Beim Menschen gilt direkter Blickkontakt als freundlich und aufmerksam. Bei Katzen hingegen signalisiert ein starres Anstarren oft Misstrauen und bedeutet: Ich behalte dich im Auge. Kein Wunder, dass manche Tiere flüchten oder kratzen, wenn man sich ihnen auf diese Weise nähert. Besser ist es, den Blick leicht abzuwenden oder langsam zu blinzeln. Dieses Blinzeln gilt unter Katzen als Vertrauensbeweis und beruhigt das Tier.

Schnurren heißt nicht immer Glück

Eine schnurrende Katze wirkt auf den ersten Blick zufrieden und entspannt. Doch sie schnurrt auch in Situationen von Angst oder Schmerzen. Experten gehen davon aus, dass Schnurren signalisiert: Von mir geht keine Gefahr aus. Zudem wirkt es beruhigend auf die Katze selbst und möglicherweise sogar heilend. Daher sollte Schnurren nicht pauschal als Ausdruck von Glück interpretiert werden.

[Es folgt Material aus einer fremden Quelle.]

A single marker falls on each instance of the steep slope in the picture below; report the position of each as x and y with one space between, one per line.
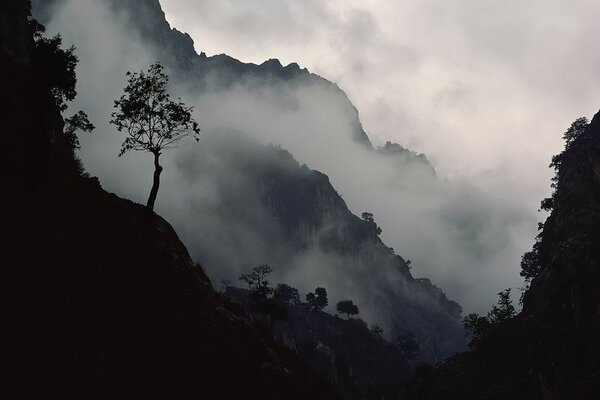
563 303
279 213
346 352
105 300
551 350
291 217
176 50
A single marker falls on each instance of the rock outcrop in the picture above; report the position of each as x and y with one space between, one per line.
105 301
550 350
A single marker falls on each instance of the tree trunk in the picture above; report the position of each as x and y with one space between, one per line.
155 183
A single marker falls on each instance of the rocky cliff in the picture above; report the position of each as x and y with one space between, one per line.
105 301
358 361
266 208
550 350
303 228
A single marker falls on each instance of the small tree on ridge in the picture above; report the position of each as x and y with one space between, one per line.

Katzen sind nicht nachtragend

Nach dem Tierarztbesuch versteckt sie sich, nach einem Wochenende allein wirkt sie distanziert – viele Halter glauben, die Katze sei beleidigt. Doch Katzen handeln nicht aus Rache. Sie reagieren auf Stress, Unsicherheit und negative Erfahrungen. Unvorhersehbare Situationen verunsichern sie. Meidet sie danach ihren Halter, ist das Vorsicht und kein Groll. Es geht um Selbstschutz, nicht um emotionale Vergeltung.

Körpersprache verstehen lernen

Wer Missverständnisse vermeiden möchte, sollte die Grundzüge der Katzensprache kennenlernen. Nur so lassen sich Signale frühzeitig erkennen und richtig deuten. Katzen markieren ihr Revier oder kratzen Möbel nicht aus Bosheit, sondern es ist Teil ihrer natürlichen Verhaltensweisen. Wer seine Katze wirklich versteht, erlebt keine Launen, sondern klare Botschaften. Man muss nur lernen, sie zu lesen und angemessen darauf zu reagieren.